参考になる箇所あり、今回の三井不動産の事件によって考えなおすべき部分もあり、今読むと当時とは違った味わいで楽しむことができる内容だ。
まず、本書が書くフューザー事件が起こった理由は2つ。
一つは、コストダウン要求が厳しい時期にはチェック機能が働きにくくなるということ。
業界のおかしな所なのだが、チェック機能は事業主(マンションデベロッパー)が委託する設計事務所に負うところが大きい。
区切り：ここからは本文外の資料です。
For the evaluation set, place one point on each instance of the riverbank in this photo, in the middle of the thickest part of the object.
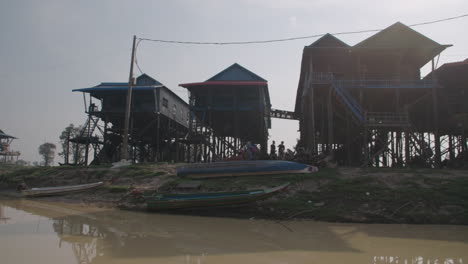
(373, 195)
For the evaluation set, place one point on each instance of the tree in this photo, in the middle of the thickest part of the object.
(70, 148)
(47, 151)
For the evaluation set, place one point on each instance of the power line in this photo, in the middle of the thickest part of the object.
(293, 38)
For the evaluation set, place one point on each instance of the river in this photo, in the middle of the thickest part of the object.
(45, 232)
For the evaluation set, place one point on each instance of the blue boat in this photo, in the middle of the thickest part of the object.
(243, 168)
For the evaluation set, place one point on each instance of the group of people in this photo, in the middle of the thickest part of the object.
(250, 151)
(281, 151)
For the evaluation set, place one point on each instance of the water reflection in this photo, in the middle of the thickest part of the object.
(415, 260)
(127, 237)
(3, 218)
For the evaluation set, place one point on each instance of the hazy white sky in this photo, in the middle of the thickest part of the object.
(50, 47)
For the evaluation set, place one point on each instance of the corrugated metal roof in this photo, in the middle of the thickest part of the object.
(236, 72)
(3, 135)
(328, 41)
(118, 88)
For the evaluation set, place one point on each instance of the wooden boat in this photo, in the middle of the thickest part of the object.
(241, 168)
(60, 190)
(195, 200)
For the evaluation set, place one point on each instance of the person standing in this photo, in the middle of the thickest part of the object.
(273, 150)
(281, 150)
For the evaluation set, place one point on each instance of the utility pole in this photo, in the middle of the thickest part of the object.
(128, 105)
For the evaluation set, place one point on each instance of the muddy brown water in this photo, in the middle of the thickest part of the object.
(44, 232)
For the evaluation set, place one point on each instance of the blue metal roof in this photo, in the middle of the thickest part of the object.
(116, 88)
(143, 83)
(236, 72)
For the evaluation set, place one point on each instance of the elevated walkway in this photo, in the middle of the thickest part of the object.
(361, 116)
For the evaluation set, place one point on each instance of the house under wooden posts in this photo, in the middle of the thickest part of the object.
(226, 111)
(159, 119)
(6, 154)
(367, 104)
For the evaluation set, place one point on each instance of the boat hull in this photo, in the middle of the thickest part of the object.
(61, 190)
(181, 201)
(243, 168)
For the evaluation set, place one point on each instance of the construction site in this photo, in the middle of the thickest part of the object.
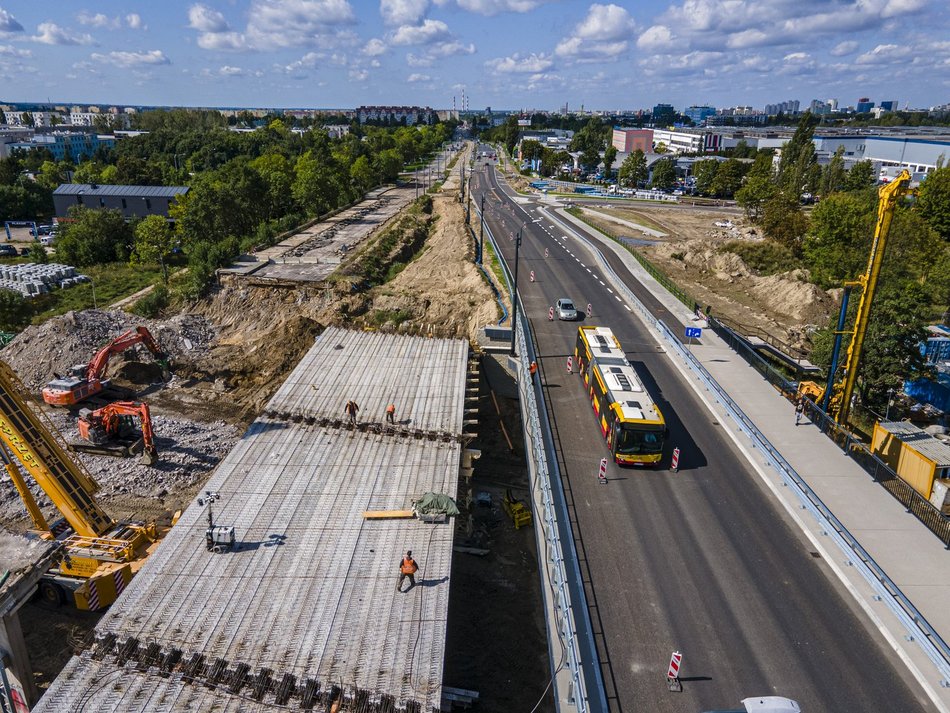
(221, 535)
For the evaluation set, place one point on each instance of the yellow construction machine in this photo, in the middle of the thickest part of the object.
(99, 556)
(835, 396)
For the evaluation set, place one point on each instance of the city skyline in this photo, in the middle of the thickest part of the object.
(503, 53)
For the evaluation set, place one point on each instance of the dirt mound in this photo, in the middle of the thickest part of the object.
(441, 289)
(73, 338)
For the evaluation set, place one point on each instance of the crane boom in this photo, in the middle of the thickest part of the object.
(888, 195)
(67, 484)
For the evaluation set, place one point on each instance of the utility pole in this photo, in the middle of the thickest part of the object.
(514, 294)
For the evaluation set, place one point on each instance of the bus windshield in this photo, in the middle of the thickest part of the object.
(633, 441)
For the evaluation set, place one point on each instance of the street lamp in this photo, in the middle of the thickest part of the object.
(514, 294)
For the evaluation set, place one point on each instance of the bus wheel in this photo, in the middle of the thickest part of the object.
(51, 593)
そのため、設計料がケチられるようになると、チェック機能も働かなくなってしまう構造があるのだ。
この点は、今回の三井の事件でも同じだと思われる。
フューザー・三井と同じ時期に施工したマンションで不具合が発生しているところから見ると、当時のコストダウン圧力は大きく、チェックをするだけの建築士が確保できていなかったのだろう。
もう一つは、悪意を持って構造計算をごまかそうとされると、確かめるすべは殆ど無いということ。
今回は構造計算をごまかしたわけではないのだが、悪意の偽装を見ぬくことは出来なかった。
つまり、フューザー事件と同じ背景があって、今回の事件も発生しているといえるし、今後も同じような事件が発生してもおかしくないといえる。
では、筆者はこうした状況にどう対処すべきと提案しているのか?
一つはチェック体制の抜本強化(異なる建築事務所によるピアチェック)と構造に関する徹底した情報公開。
この対策は行政への提言であり、消費者がなにかできるものではない。
今回の事件をきっかけに、筆者の提言が見直されることを期待するぐらいだ。
もう一つの提言は、なるべく大手のマンションを選ぶこと。
大手デベロッパーは独自の品質基準を持っているし、設計料をケチることも少ないので比較的安心できるとしている。
この部分が今回の三井の事件を受けて一番考えさせられる部分である。
住友・三菱も不具合を起こしているだけに、大手だからといってそれだけで信頼できるわけではないことが明らかになった。
が、表に出ていないだけで中小施工の物件には同じように不具合があるのだろう。
(マンションだけでなく、一戸建てやオフィスビルにもあると思う)
事後の保証を考えれば大手のほうが信頼できることは変わっていないが、安全な物件を手に入れるためには売り主の信頼に頼るやり方は間違いだということが証明されてしまった格好だ。
全体的に見ると、感情論に走ることもなく、文系の読者にもわかりやすい語り口で書かれており、非常にうまくまとまっている。
今回の事件に応用できる見方も多いので、古い本ではあるがおすすめできる。
☆☆☆☆★(☆4つ版)
筆者はWeb上で今回の事件を始めとした、マンションの問題について結構文章を書いているが、かなり良心的(まとも)だ。筆者の文章は読む価値があるので、まずはWebの記事を見てみるのもいいだろう。